You should consider:

multiple entry points
issues that overlap with code without any test coverage
availability of relevant logs

Also look out for:

look out for complex conditionals (are you following the logic correct? )
queries that rely on a number of variables
loops
events fired (are there any listeners you are missing)

Make a hypothesis

You have as much information as you think you need at this stage, you have selected the areas of interest and skimmed the codebase.

Think of this like a PR summary but before you have fixed the issue.

For example, in a web monitoring saas: “Users are only sometimes notified that a site has recovered because ‘downtime ended’ events used a cached value on the site record as well as a downtime log. If these two values fell out of sync records might be updated but users will not be notified”.
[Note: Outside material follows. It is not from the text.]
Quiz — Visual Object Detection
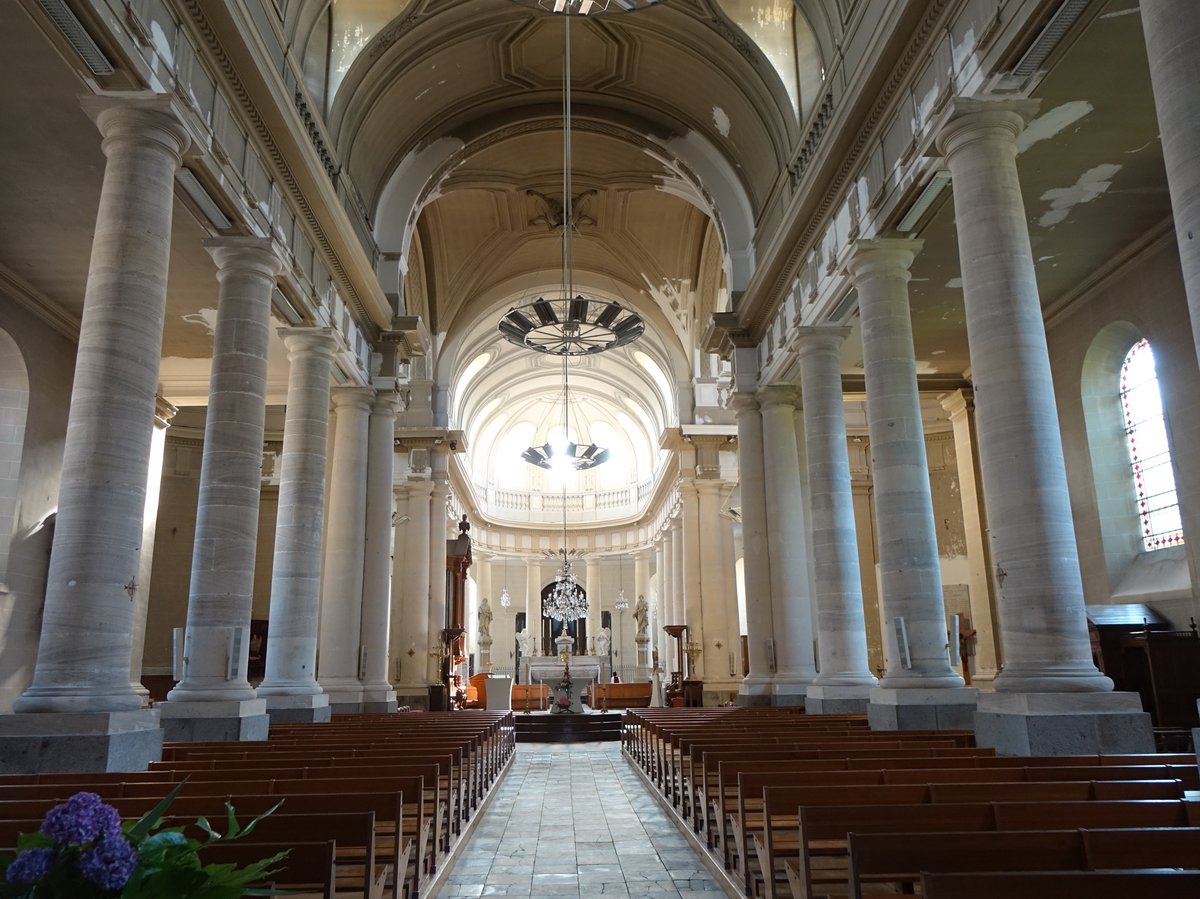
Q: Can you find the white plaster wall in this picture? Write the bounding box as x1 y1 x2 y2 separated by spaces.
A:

Then you could also suggest a fix: “We will no longer use the cached value and instead fire an event as a result of any downtime periods being updated. We will lock the row for updates and use database transactions to ensure notifications are fired after successful updates”.

Fix and repeat

If your theory was incorrect and your fix didn’t work, go back to the previous steps and try again. This can be frustrating especially after spending time planning and making code changes.

Here’s a few more things you can use to help you further.

Production logging

send messages with important information
be selective (use conditionals) to prevent overwhelming you with information
log info at a single place where different paths could be taken

Puzzle pieces

remove code (clutter)
drop your ego and write in pseudo-code
if you keep asking the same question without an answer consider external factors such as…
read it
read it again

Indirect causes

API changes (undocumented and unannounced could be harder to find)
scheduled tasks (is everything running on time, do your tests take cleanup tasks into account)
queues / race conditions (does this bug occurr around particularly busy periods or in a write-heavy part of the application)
timezones (do you have users in different locations, are you storing user’s timezone and are you storing dates/times in UTC)
server setup vs local config (environment variables and dependencies on the same version)

Amplify

Try changing inputs or local code to extreme or unlikely vales and observe results. This is like a binary search but for debugging to bypass a large chunk of potential issues and force different errors.

For example, you could run your tests with scheduled tasks running and then run without any any scheduled tasks running.

Take a break

If you have done at least one cycle and got to the point of frustration take a longer break, do some manual work or work on an easy task. You will come up with a new approach or hypothesis to test but if you’re still stuck take a look at the areas you quickly dismissed at the start.

Write tests

if you can make a failing test you’re 95% there
unit test for sense checking using multiple inputs (data providers for coverage)
seed the test data with the same values as the real data

And if don’t have any tests it might be a good time to start…it will help you when debugging the next issue as well as give you confidence when refactoring or deploying.

Summary

It’s simple - find the inputs that cause failures without impacting the rest of the application or current users 😂 I said simple, not easy! It’s also not always a fast process but keep being stubborn and you might get lucky.